Fewer hospitalizations, more deaths
As overall conditions improve, hospitalizations have steadily declined. On Wednesday, 2,597 county residents were hospitalized with the coronavirus, a 26.1% decrease from the previous week. This time last year, there were 4,079 COVID-19 patients in area hospitals.
COVID-19 hospitalizations in Los Angeles County
From Feb. 1-7, the seven-day average of daily hospital admissions fell to 310, a 26% decline from the week before.

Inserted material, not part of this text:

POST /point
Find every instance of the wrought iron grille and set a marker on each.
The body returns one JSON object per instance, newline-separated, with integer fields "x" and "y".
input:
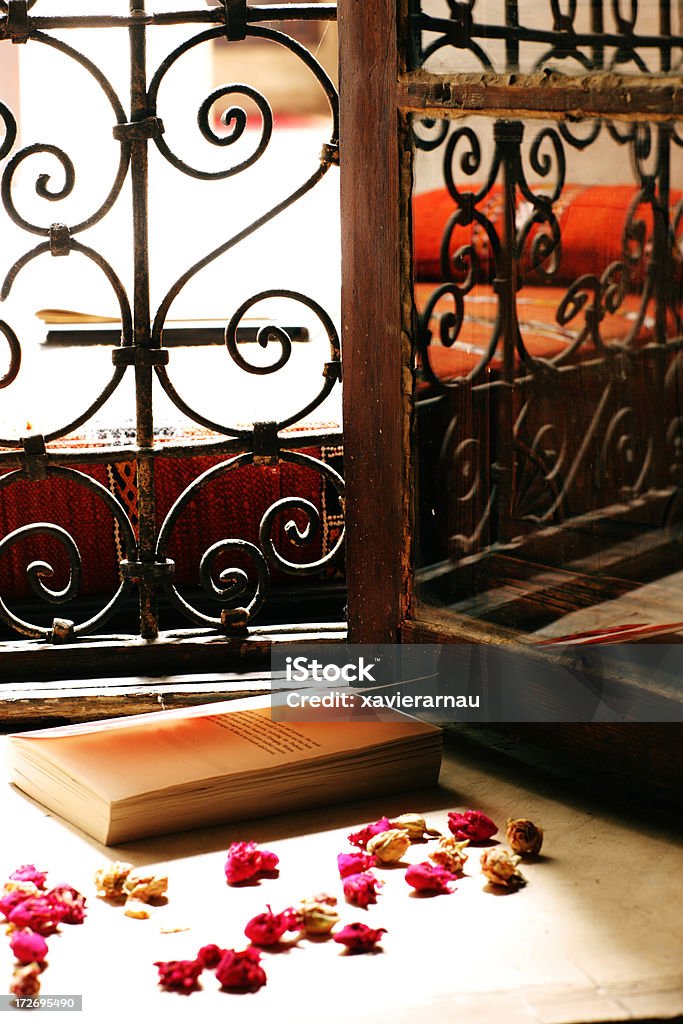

Yet for all the positive indicators, there remains a dark cloud—COVID-19 deaths continue to be at uncomfortably high levels. On Wednesday the county reported 103 fatalities, the highest daily tally since March. The seven-day average of deaths on Wednesday was 73.
Weekly COVID-19 deaths in Los Angeles County, Jan. 6-Feb. 9
Still, the figures are relative. On Feb. 9, 2021, the seven-day average of deaths was 189.
As discussions of easing an indoor mask mandate grow more frequent, experts stress that inoculations continue to provide the best protection. According to the state of California’s COVID-19 tracking page, from Jan. 10-16, unvaccinated people were 7.5 times more likely to get COVID-19 than those who had gotten shots. The unvaccinated were also 14.9 times more likely to be hospitalized.
From Jan. 9-15, unvaccinated residents in Los Angeles County were 12 times more likely to die from the virus than vaccinated individuals.
Through Feb. 3, 81.7% of Los Angeles County residents 5 and up, or about 7.95 million people, had received at least one dose of the vaccine. Nearly 73% are fully vaccinated and 3.36 million have been boosted.
Within the last seven days, 194,307 shots were administered, down from 341,519 the week before. Nearly 42,000 of the shots given over the past week were second doses. Altogether, 17,509,580 shots have been administered in Los Angeles County.
How we did it: We analyzed coronavirus data related to new cases, deaths, hospitalizations and vaccinations provided by the Los Angeles County Department of Public Health, as well as data from the Los Angeles Unified School District.